第40話

☆☆☆


「その場で食べると思った?」



家に戻ってきた彰は含み笑いで蘭に聞いた。



いつものキッチンのテーブルの上には買ってきたハンバーガーの袋が置かれている。



蘭は少し不機嫌そうに頬を膨らませた。



てっきりフードコートで食事をするものだと思って焦っていた蘭だが、彰は元々持ち帰って食べるつもりにしていたみたいだ。

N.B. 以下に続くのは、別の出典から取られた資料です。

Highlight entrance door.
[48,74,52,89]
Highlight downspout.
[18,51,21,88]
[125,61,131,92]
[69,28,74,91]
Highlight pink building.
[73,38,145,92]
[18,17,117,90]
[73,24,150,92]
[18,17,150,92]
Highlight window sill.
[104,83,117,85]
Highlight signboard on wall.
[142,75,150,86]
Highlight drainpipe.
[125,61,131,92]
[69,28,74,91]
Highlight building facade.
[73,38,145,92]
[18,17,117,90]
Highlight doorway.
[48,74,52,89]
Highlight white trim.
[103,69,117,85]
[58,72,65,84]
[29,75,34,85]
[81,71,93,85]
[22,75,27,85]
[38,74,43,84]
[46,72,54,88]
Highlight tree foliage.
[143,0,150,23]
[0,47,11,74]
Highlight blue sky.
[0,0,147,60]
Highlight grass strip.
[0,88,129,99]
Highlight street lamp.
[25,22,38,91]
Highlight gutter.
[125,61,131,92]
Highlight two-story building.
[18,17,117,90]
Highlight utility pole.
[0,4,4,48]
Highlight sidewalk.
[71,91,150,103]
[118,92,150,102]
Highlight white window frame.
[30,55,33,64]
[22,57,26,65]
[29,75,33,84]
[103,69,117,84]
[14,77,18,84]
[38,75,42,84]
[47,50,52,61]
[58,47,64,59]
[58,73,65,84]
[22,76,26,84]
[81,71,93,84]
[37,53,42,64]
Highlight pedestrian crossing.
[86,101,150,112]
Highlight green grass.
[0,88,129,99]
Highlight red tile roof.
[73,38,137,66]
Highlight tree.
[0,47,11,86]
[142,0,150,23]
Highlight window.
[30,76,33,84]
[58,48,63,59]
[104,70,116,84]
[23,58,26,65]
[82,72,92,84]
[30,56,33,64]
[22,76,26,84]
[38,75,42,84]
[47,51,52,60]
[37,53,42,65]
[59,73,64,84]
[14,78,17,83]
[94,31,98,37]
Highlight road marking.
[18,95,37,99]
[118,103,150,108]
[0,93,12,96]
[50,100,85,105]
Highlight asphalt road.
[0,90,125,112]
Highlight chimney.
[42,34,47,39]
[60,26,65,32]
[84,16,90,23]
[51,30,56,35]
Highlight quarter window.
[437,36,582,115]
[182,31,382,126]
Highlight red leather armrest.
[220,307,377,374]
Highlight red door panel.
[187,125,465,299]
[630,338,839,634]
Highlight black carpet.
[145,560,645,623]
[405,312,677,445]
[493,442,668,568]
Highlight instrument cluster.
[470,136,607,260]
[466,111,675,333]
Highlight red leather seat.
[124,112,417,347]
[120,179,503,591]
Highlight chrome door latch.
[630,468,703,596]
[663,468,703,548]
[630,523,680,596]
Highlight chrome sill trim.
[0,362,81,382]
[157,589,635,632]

だから選んだのも、持ち帰りやすいハンバーガーだった。



「悪かったって。ほら、俺の分のポテトも食べていいから」



彰は含み笑いをしながら蘭にポテトを手渡す。



蘭はそれを受け取り、三本同時に口に含んだ。



まるでハムスターのようにポテトをほお張る蘭に彰はまた声を上げて笑ったのだった。


☆☆☆


庭に出していたゴミも何度かに別けてすべて捨てて、雑草もキレイになった頃。



彰はまた熱を出して寝込んでいた。



「大丈夫?」



蘭は彰の額に乗せていたタオルを取り替えながら聞く。



彰は荒い呼吸を繰り返すばかりで返事もろくにできない。



顔をしかめ、苦しみに耐えている姿は見ていられなかった。



それでも、以前熱を出したときにはすぐによくなったのだからと、蘭は看病を続けながらきっと大丈夫だと考えていた。



しかし、自体は思ったよりも深刻そうだ。



昼前から発熱し始めた彰は、夜になっても熱が下がることはなかった。



むしろ昼間よりも悪化しているように見える。



苦しげな呼吸を繰り返す彰におかゆを用意して持っていても、ほとんど口をつけることはなかった。



このままだと病院の受診時間も過ぎてしまう。



夜間外来を行っている病院はここから少し離れているから、病院へ行くなら今のうちだ。



「彰さん、一緒に病院に行きましょう」



その言葉に熱で赤らむ顔をした彰は薄目を開けた。



そして左右に首を振る。



声を出すのも苦しいみたいだ。



「どうして!?」



蘭は思わず声が大きくなってしまった。



「病院なんか行ったら……バレる」



彰にそう言われて、蘭は口を結んだ。



確かにその可能性はある。



だから今まで買い物をするときは帽子やマスクを使っていたし、できるだけ外には出ないようにしていた。



でも今は状況が状況だ。



「薬があるから大丈夫だ」



彰はそう言ってサイドテーブルの引き出しの一番上を蘭に開けさせた。



そこには白い袋に入れられた薬が何種類も入っていて、蘭は目を見張った。



わかっていたことだけれど、こうして薬を目の当たりにすると言葉を失ってしまう。



「薬を飲む前に、少し食べてね」



蘭は気を取り直してそう言い、彰の口におかゆを運んだのだった。


☆☆☆


沢山の薬。



苦しんでいる彰。



それらを見ても今の自分にはなにもできない。



その事実が苦しくて、蘭は自分の布団にもぐりこんで身を丸めた。



まるで母親に虐待されていたあの頃のように、体を小さくして自分を守っているようにも見える。



しかしその体は小刻みに震えて、そして嗚咽する声が漏れて聞こえてきている。



彰が買ってくれたパジャマを着て、その端をギュッと抱きしめて、蘭はその夜眠りにつくことができなかったのだった。